# oil me up?



## murf (Jan 30, 2016)

ok ok, it's obvious i am a newb, but whilst my Primo grill was bein delivered i was wearin everybody on that forum out, this will subside, i promise. now, whadda you Pro's do with the housing/chute, do you spray anything in it or??i was thinkin veggie oil?



as always, thanks in advance


murf


----------



## nwcove (Mar 2, 2015)

i havent tried it yet, but there are many posts about using dollar store " pam" and other non stick cooking brands. fluid film , silicone spray etc also seems to be the choice of some.


----------



## GAR (Nov 7, 2014)

I just keep it clean and free of rust, I wax mine using turtle Wax....Works for me! I think using a spray on greese like pam only attracts more dirty to cling onto the paint and other moving areas you don't want dirt and grime to build up on.

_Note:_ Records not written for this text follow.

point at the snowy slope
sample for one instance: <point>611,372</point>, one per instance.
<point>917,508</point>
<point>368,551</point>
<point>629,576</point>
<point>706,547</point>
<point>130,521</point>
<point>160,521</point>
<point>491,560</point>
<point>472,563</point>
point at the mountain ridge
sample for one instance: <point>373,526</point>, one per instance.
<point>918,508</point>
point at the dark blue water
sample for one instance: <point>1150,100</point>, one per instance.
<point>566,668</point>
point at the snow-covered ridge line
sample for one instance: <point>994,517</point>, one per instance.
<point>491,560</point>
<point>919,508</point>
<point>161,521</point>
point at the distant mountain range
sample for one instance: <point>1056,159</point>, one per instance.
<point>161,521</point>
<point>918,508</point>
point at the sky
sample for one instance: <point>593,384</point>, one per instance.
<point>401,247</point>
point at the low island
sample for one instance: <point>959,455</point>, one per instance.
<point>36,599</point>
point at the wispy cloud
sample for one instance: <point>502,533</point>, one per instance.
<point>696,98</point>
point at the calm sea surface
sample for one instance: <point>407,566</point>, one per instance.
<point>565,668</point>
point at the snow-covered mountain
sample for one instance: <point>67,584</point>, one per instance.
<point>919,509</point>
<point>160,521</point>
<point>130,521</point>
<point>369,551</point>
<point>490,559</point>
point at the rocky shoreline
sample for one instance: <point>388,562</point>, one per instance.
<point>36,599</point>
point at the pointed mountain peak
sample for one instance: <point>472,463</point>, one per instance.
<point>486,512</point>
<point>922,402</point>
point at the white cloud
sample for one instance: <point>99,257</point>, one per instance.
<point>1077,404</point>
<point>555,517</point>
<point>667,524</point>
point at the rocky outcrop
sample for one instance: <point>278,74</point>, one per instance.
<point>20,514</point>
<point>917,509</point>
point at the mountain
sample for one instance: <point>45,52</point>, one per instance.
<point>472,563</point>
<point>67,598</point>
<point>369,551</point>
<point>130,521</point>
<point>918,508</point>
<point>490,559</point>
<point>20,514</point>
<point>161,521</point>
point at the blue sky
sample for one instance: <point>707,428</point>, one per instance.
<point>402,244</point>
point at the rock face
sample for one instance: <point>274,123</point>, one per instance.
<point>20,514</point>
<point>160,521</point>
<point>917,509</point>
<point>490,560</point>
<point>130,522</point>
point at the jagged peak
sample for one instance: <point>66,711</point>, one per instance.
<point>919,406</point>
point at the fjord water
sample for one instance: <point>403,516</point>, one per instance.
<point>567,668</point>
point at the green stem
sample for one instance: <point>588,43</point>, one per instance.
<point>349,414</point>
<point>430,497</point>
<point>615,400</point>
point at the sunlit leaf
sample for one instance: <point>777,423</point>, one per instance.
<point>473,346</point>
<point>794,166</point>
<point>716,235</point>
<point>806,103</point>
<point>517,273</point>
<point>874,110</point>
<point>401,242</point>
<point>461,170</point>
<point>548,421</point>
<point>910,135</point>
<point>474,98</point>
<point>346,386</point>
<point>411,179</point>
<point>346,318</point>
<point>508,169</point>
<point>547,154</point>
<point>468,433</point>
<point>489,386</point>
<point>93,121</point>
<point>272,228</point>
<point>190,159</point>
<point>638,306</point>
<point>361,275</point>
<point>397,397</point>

I like to keep my machines clean.


----------



## detdrbuzzard (Jan 20, 2012)

I plan to repaint mine and then put a couple three coats of new finish wax on them


----------



## bad69cat (Nov 30, 2015)




----------



## jrom (Jan 10, 2014)

It really depends on how much you use your blower.

If you use it *a lot*, none of the sprays hold up for long.

If you use it a little; Pam, generic pam, oil, Fluid Film, WD 40, PB Blaster, wax on, wax off...coat away matey!

My blower is always shooting snow, frost, wet snow, dry snow, dripping water logged snow and all sorts of frozen goodies mixed with a little grit at all times of the day, so I can't keep any coating on that stays put. 

I repaint every few years, but most of the time I'm looking at silver sheet metal in the chute lining and impeller housing :smiley-char060:


----------



## Kiss4aFrog (Nov 3, 2013)

Sand, paint, blow snow. When needed, repeat. Works great. Sprays are temporary at best and you might want to research lining the impeller and or chute with a plastic.


----------



## UNDERTAKER (Dec 30, 2013)

murf said:


> ok ok, it's obvious i am a newb, but whilst my Primo grill was bein delivered i was wearin everybody on that forum out, this will subside, i promise. now, whadda you Pro's do with the housing/chute, do you spray anything in it or??i was thinkin veggie oil?
> 
> 
> 
> ...


 You do leave yourself wide open. for some off the wall comebacks. you know.:icon_whistling::icon_whistling:


----------